Pharmaceutical Chemistry: Provides in-depth knowledge of chemical properties, reactions, and synthesis pathways for pharmaceutical compounds. Emphasis is placed on structure-activity relationships and drug design principles.
Pharmacokinetics: Studies how the body absorbs, distributes, metabolizes, and eliminates drugs. Students learn to model drug behavior using mathematical equations and interpret clinical data.

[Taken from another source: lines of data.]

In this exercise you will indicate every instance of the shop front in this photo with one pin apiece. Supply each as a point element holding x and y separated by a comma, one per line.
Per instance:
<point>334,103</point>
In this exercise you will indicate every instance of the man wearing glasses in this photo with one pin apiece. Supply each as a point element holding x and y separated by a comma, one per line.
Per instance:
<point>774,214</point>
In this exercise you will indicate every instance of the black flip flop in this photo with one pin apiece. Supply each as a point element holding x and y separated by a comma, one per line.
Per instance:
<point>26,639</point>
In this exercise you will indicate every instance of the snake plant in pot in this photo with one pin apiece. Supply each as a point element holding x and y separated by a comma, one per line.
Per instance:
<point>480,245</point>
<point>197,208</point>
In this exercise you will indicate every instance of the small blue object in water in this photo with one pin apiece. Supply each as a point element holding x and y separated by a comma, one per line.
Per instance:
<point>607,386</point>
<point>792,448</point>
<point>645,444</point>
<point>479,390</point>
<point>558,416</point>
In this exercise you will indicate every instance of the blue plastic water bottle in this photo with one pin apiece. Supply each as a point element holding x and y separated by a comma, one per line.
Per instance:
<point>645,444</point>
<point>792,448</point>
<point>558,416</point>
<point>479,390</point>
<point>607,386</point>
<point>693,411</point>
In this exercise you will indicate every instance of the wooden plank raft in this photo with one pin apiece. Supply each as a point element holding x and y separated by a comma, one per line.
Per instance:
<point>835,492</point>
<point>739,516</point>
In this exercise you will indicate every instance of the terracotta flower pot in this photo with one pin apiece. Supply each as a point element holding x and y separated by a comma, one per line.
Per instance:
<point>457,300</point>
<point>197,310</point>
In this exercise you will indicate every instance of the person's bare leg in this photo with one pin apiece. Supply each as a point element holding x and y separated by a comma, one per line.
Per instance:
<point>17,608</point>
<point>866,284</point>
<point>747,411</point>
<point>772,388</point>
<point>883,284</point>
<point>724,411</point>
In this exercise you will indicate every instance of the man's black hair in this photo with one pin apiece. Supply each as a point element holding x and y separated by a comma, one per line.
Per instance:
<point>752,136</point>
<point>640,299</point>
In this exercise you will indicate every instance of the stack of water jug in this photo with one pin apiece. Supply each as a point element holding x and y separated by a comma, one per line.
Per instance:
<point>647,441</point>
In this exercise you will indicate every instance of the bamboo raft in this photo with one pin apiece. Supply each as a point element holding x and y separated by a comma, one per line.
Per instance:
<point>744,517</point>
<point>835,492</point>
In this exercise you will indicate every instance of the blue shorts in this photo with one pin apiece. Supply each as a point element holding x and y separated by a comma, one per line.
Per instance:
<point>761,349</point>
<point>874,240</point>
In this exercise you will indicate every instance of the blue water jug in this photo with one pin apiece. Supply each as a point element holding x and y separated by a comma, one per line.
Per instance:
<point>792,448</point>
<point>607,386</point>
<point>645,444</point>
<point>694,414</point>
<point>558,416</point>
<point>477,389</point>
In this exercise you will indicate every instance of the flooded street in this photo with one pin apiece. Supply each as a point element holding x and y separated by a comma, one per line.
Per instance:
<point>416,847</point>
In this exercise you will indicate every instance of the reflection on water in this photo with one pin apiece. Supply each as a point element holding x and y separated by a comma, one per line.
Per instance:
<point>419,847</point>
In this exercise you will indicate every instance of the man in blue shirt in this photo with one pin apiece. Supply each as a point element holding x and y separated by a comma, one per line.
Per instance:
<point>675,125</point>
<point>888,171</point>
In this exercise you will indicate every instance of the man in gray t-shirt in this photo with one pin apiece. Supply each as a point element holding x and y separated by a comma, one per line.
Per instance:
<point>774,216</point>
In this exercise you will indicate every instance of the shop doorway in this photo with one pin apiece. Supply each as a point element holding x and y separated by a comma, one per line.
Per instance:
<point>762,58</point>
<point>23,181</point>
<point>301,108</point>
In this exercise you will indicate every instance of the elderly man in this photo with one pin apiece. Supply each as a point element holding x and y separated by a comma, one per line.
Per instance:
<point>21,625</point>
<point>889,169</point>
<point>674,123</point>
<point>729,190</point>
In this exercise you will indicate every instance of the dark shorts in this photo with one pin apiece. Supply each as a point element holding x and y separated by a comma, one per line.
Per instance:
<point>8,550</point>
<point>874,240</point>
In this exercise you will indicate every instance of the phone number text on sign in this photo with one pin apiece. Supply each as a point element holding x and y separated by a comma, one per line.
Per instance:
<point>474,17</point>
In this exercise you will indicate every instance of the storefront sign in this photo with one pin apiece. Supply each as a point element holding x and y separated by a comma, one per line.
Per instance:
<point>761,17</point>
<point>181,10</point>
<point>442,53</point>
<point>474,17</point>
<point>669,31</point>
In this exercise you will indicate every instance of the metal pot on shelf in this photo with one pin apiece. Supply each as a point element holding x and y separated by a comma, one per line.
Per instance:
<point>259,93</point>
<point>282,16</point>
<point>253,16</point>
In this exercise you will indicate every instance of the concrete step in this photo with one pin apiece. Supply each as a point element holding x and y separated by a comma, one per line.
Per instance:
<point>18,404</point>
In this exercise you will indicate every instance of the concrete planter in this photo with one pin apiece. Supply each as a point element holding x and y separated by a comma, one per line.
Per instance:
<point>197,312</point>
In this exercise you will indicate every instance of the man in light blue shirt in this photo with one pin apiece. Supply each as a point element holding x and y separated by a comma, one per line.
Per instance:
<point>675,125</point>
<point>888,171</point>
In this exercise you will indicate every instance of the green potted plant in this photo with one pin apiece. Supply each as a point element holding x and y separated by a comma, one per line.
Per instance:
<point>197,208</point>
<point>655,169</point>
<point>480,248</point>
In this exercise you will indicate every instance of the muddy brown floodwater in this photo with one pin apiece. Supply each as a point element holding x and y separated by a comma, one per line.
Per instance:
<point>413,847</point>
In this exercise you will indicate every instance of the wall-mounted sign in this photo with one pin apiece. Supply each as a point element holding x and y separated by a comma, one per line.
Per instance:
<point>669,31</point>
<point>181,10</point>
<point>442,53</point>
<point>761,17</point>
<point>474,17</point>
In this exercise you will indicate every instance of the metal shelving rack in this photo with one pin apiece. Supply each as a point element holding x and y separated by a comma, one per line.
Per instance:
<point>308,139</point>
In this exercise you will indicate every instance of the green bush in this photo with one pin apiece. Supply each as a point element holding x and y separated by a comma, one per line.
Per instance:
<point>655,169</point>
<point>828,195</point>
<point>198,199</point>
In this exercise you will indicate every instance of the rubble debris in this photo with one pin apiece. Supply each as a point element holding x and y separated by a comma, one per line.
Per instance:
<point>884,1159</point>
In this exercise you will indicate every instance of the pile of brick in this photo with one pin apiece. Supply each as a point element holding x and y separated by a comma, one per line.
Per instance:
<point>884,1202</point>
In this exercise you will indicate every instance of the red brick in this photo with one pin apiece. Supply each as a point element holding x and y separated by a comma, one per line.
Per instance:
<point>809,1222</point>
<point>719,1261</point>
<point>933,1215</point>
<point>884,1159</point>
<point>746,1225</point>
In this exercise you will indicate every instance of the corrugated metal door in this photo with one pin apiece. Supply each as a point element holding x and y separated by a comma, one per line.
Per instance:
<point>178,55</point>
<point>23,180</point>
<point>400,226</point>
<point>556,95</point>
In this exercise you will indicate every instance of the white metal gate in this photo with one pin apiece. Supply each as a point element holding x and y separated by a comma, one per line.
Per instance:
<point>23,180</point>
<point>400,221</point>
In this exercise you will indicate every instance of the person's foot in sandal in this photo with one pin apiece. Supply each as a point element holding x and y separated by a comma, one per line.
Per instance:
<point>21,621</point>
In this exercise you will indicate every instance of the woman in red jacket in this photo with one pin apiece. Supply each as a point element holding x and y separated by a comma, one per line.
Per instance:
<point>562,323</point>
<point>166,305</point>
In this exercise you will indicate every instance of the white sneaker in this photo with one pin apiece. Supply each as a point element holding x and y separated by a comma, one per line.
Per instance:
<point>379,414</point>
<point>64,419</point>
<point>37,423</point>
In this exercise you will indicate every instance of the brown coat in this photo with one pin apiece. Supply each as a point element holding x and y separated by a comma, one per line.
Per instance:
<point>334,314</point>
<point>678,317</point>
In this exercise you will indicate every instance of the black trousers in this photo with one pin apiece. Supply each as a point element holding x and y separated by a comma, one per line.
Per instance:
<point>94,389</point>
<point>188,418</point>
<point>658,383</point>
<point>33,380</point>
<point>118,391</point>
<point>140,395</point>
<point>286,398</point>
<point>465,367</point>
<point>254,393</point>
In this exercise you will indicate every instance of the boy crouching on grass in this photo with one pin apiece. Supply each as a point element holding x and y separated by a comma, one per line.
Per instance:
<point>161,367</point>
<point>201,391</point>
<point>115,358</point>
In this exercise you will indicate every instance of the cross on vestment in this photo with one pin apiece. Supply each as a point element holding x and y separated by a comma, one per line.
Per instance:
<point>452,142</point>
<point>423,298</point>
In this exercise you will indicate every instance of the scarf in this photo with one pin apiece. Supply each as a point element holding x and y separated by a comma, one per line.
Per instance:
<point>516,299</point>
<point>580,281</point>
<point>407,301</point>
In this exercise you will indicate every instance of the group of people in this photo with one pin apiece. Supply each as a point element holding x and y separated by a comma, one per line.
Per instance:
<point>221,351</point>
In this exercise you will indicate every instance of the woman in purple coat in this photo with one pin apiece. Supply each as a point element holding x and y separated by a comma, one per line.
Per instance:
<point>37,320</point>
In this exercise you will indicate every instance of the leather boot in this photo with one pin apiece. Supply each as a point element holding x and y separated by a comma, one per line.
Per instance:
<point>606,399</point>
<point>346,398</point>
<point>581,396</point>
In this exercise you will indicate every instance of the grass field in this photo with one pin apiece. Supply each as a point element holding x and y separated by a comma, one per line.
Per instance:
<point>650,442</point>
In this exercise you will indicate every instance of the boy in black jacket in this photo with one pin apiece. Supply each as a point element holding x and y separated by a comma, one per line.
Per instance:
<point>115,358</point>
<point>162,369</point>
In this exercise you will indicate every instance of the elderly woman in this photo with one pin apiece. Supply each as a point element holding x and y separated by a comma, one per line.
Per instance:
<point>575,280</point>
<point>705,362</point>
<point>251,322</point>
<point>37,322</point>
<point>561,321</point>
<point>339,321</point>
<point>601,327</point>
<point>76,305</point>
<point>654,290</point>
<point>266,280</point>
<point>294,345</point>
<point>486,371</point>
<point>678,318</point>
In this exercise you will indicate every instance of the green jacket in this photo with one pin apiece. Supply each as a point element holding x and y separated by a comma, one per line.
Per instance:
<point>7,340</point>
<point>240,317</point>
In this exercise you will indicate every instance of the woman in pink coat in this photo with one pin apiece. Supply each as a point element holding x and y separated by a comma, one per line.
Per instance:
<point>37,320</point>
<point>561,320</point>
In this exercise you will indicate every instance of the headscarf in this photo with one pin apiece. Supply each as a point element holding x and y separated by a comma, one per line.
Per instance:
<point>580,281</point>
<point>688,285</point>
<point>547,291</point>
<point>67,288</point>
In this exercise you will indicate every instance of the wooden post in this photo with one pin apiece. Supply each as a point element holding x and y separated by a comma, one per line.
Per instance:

Project-Based Learning Philosophy
Our department emphasizes project-based learning as a core component of the curriculum. This approach allows students to apply theoretical knowledge in practical scenarios while developing critical thinking and problem-solving skills.
Mini-projects begin in the second year, where students work in small teams to tackle real-world challenges related to pharmaceutical science. These projects often involve collaborations with industry partners or faculty-led research initiatives.
The final-year thesis/capstone project is a significant milestone that requires students to conduct independent research under the supervision of a faculty mentor. Projects are selected based on student interests, available resources, and alignment with current industry trends.
Evaluation criteria include proposal presentation, progress reports, final deliverables, and oral defense sessions. Students receive feedback from multiple evaluators, including internal faculty members and external industry experts.
Faculty mentors are chosen based on their expertise in specific domains and the relevance of their ongoing research to student projects. Regular meetings with advisors ensure continuous guidance and support throughout the project lifecycle.